Nasab melalui ayahnya Kiai Ahyad adalah turunan ketujuh bersambung dengan Sayyid Sulaiman yang dimakamkan di Mojoagung Jombang. Dengan begitu, ayah Kiai Dahlan masih rintisan darah dari keturuan Syarif Hidayatullah atau Sunan Gunung Jati Cirebon. Sedangkan ibu Nyai Mardliyah (ibu Kiai Dahlan) adalah adik KH. Abdul Kahar saudagar kaya nan terkenal dari Kawatan Surabaya juga cukup dekat dengan Kiai-Kiai NU.
Perpaduan latar belakang kedua orang tuanya tersebut, ayah sebagai agamawan dan ibu sebagai saudagar kelak menjadikannya mewarisi karakter-karakter agamawan nan entrepreneur. Meskipun demikian,
Dahlan muda tidak mendulang kesuksesan secara tiba-tiba, melainkan melalui jalan terjal.
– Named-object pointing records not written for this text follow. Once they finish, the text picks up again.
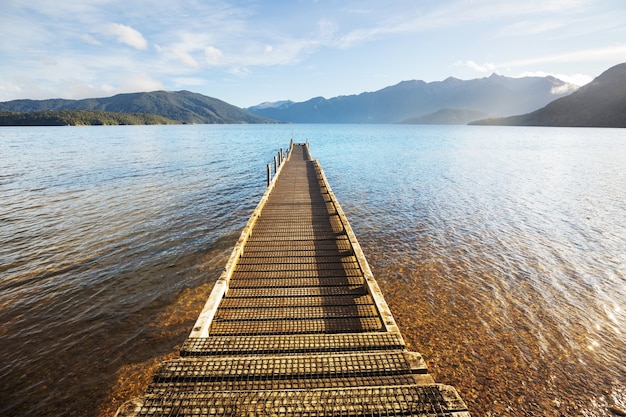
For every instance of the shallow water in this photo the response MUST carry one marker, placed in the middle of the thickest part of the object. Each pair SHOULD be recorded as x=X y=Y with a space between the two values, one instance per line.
x=499 y=250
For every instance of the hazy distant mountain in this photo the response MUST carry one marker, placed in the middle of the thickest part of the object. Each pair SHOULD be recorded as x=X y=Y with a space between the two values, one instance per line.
x=447 y=117
x=494 y=95
x=601 y=103
x=183 y=106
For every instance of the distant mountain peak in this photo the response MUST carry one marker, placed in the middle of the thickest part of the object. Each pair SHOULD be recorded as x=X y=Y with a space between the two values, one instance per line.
x=601 y=103
x=495 y=95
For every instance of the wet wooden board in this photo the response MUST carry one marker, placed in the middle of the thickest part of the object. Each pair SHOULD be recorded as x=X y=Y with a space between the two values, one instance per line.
x=296 y=325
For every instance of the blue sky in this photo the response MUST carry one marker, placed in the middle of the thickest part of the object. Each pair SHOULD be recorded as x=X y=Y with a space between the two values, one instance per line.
x=248 y=52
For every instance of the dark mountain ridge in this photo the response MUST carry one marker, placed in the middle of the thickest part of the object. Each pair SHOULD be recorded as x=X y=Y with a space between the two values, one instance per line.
x=601 y=103
x=494 y=95
x=183 y=106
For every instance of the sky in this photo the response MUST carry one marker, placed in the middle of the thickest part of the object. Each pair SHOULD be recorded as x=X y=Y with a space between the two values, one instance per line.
x=251 y=51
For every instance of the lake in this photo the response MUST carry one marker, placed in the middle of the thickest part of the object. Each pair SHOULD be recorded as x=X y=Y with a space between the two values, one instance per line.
x=500 y=250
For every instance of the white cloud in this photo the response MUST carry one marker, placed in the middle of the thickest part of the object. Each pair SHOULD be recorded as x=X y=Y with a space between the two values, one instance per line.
x=615 y=53
x=126 y=34
x=484 y=68
x=213 y=55
x=90 y=39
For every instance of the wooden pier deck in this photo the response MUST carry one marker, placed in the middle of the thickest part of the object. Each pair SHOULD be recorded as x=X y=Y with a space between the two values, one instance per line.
x=296 y=325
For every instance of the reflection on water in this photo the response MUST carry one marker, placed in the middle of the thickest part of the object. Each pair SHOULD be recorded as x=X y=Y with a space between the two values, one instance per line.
x=499 y=250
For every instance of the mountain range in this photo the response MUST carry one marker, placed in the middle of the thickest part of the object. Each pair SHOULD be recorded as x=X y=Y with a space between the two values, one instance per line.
x=183 y=106
x=601 y=103
x=503 y=100
x=416 y=100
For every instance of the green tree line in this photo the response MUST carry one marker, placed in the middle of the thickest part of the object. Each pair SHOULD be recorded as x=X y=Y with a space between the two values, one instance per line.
x=80 y=118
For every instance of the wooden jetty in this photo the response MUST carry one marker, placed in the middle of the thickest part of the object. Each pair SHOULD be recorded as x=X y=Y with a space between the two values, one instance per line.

Mula-mula ia belajar agama pada ayahnya sendiri. Melalui restu orangtuanya nyantri ke Syaikhona Kholil Kademangan Bangkalan. Kemudian melanjutkan pengembaraan ilmu ke Kiai Mas Bahar Sidogiri Pasuruan. Rantai geneologi keilmuan tersebut menjadikan Kiai Dahlan memiliki pandangan agama yang luas nan moderat ala Islam ahl al-Sunnah wa al-Jama’ah.
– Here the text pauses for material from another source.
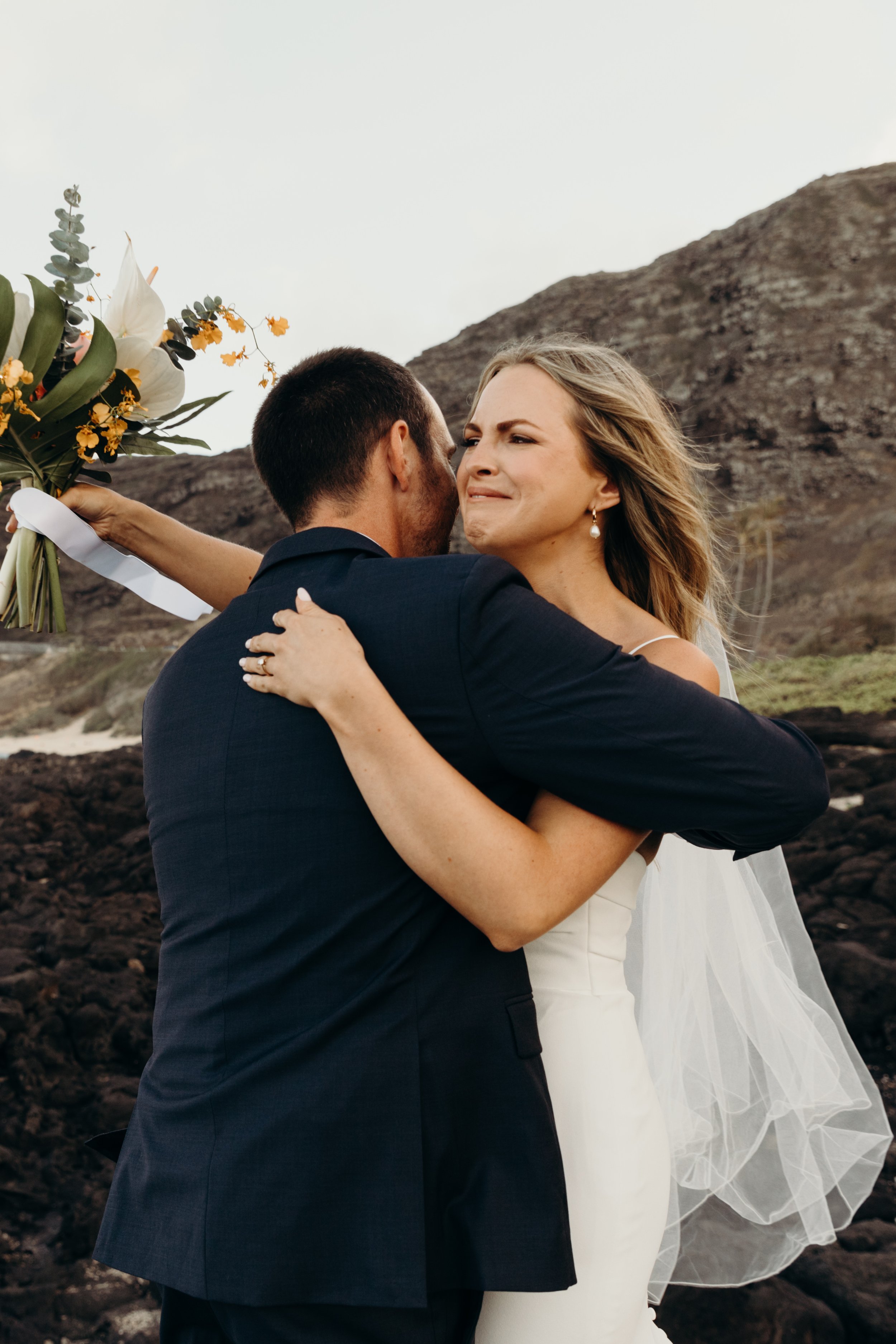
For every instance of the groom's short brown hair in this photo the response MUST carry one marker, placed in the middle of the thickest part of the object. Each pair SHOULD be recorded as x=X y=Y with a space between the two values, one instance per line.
x=316 y=429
Data dari Gunseikanbu Tjabang I Jakarta, Regno A 305, pantas dijadikan rujukan awal bagaimana kiprah Kiai Dahlan. Data kemiliteran Jepang itu menyebutkan bahwa Kiai Dahlan adalah pengasuh Pesantren Kebondalem, menjadi biro konsultan perjalanan Haji, pengajar di Masjid Sunan Ampel Surabaya, dan terlibat dalam proses berdirinya Taswirul Afkar, NU dan MIAI.
Aktivitas-aktivitas tersebut menggambarkan betapa Kiai Dahlan begitu berinteraksi dalam dunia pergerakan, sekalipun dalam perjalanan kehidupannya lebih banyak berkecimpung pada dunia keagamaan. Salah satu karyanya Tadzkirat al-Naf’ah diterbitkan tahun 1353 H/ 1935 merefleksikan tanggapannya terhadap isu-isu keagamaan pada jamannya.
Meskipun hanya 26 halaman, kitab ini banyak berisi ghazw al-Fikr antara Aswaja dengan Wahabi. Untuk mengatakan kelompok Wahabi ini Kiai Dahlan menggunakan bahasa kiasan “yaitu pelajar yang berlagak seperti iblis dengan mengaku sebagai Mujtahid”. Bahasa kiasan tersebut adalah potret betapa angkuhnya paham Wahabi yang menolak tradisi bermadzhab, tradisi tasawwuf serta auliya’ yang mencapa tahap ma’rifatullah.
Dalam Tadzkirat al-Naf’ah Kiai Dahlan membuat pernyataan yang cukup tegas bahwa mereka yang menuduh “bahwa semua praktik keagamaan yang tidak pernah dilakukan oleh Nabi Muhammad bagian dari bid’ah” adalah orang-orang bodoh dan tidak memiliki pendirian yang kuat (al-Juhhal al-Mutahawwirun).
Pasalnya kategori ini yang dimaksud ini adalah kelompok Wahabi yang selalu berteriak bid’ah dan syirik kepada penganut Aswaja, khususnya secara local adalah kalangan pesantren dan NU. Maka, bahasan kitab ini sebenarnya didasari oleh keterpanggilan Kiai Dahlan menyelamatkan ideologi Ahl al-Sunnah wa al-Jama’ah pada jamannya.
Akhirnya dengan membaca buku ini, pembaca akan merasakan betapa Kiai Dahlan banyak menjumpai jalan terjal sebagai pendiri Taswirul Afkar (embrio NU). Juga betapa angkuhnya pelajar yang mengaku sebagai Mujtahid menolak tradisi tawadhu’ ulama-ulama NU yang begitu teguh memegang tradisi salafiyun. [*]
Rangga Sa’adillah S.A.P, Dosen STAI Taswirul Akfar Surabaya.